On the road again, Ty’s in hiding with complete strangers . . . who seem to know a lot about him. Meanwhile he’s desperate to see his girlfriend Claire, and terrified that she may betray him. Ty can’t trust his own judgement and he’s making dangerous decisions that could deliver him straight to the gangsters. (Synopsis from Goodreads)
The very nature of the first novel in this trilogy, When I Was Joe, made it imperative that I started Almost True almost immediately after finishing it... and also the fact that the opening chapter of this book that was on the end acted like the teaser to end all teasers.
My reaction went something like this:
Oh, right. OK. So that's the complete opposite of a happy ending then
*drops everything else immediately and starts sequel*
This is such a genius start to a follow up.

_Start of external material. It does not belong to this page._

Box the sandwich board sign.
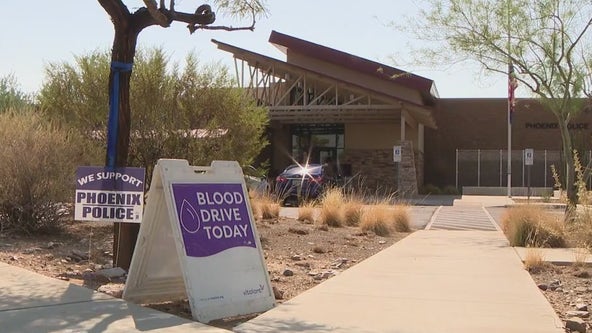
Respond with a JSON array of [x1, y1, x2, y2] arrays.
[[74, 166, 145, 223], [123, 159, 275, 323]]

Just complete trashes any preconceptions I might have had about Ty's new life and opens up so many new dramatic doors, I was practically dribbling with excitement. If you've read my review of When I Was Joe, then you might have picked up on the fact that I considered that book rather swift in the pace department. Well, compared to Almost True, the first book could well be the young adult fiction equivalent of a toddler dragging it's heels. Let's just say a lot happens. In the same way I may have eaten a lot of Matchmakers over the Christmas period. But again, it's brilliantly done and suited the nature of the story and Ty's character perfectly. Just like eating lots of Matchmakers suits my character perfectly.
And so many twists and turns that I didn't see coming (although I don't see many of these sorts of things coming as a general rule). I don't want to ruin anything, but let's just say if you had any niggles about unanswered questions in the first book, you shall be niggle-free (almost) by the end of this one.
We've still got the ongoing drama of Ty's witness protection troubles, but now there is the added element of his own family secrets that come to the fore. I have to admit, I was far more intrigued by the latter throughout most of this book and the tension over Ty's recent criminal shenanigans tended to be overshadowed a bit. But his family secrets more than made up for this, culminating in some desperately heart-breaking revelations and much shedding of tears by this reader.
But the best thing about this book, and this series so far, I think, is Ty himself. He's so brilliantly flawed and so engaging because of this. And even though the situation he finds himself in isn't one that is going to be experienced by most teenagers, he decisions and thought processes always feel genuine and I think he might just be one of the most realistic protagonists I've ever encountered in YA.